Jimi Fritze heard every word when doctors discussed harvesting his organs
In his hospital room. While he could hear them.
The horrific circumstances of the case involving Jimi Fritze, 43, have been reported by The Local.
But they bring to mind several cases that have developed in the United States, too, in disputes over how much an incapacitated person knows, and their chances for recovery.
Probably best known is the story of Terri Schiavo, about whom WND wrote hundreds of stories between the time of her mysterious incapacitation at age 26 and her death, at age 41, after hospital officials withheld food and water.
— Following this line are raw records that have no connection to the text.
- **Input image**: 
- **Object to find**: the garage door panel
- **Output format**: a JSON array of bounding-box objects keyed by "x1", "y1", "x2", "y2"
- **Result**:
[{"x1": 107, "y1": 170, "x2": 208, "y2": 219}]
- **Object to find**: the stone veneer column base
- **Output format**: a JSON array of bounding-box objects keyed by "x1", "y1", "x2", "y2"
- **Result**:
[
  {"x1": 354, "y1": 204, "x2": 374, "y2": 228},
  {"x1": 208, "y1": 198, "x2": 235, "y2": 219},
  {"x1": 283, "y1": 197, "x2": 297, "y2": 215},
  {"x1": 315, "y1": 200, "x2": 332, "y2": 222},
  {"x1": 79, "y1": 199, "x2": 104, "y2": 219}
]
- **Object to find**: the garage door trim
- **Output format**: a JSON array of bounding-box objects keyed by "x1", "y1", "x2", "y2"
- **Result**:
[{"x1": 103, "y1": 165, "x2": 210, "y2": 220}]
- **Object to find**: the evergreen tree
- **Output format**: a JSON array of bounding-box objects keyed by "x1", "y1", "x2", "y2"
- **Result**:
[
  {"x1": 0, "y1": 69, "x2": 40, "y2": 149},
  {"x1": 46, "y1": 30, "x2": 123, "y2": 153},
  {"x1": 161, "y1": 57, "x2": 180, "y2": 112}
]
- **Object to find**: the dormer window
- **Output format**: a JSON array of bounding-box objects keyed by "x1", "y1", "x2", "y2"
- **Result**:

Her fight for life prompted the creation of Terri Schiavo Life & Hope Network, which in the years since has taken on the fight for several other patients who were found to be incapacitated, yet alive.
Bobby Schindler, Terri Schiavo’s brother, said about a recent case, “People need to realize that ethics boards, hospital boards have been making decisions [about treatments] we’re receiving or not receiving. It will be worse with government-controlled health care. They’re taking medical decisions out of the family’s hands and putting it into the hands of bean counters.”
His comments came in the case of teenager Jahi McMath, who was undergoing a tonsillectomy at a California hospital when things went horribly wrong. Doctors soon declared her brain-dead and, but for the fight by her parents, already would have shut off a ventilator to which she is attached.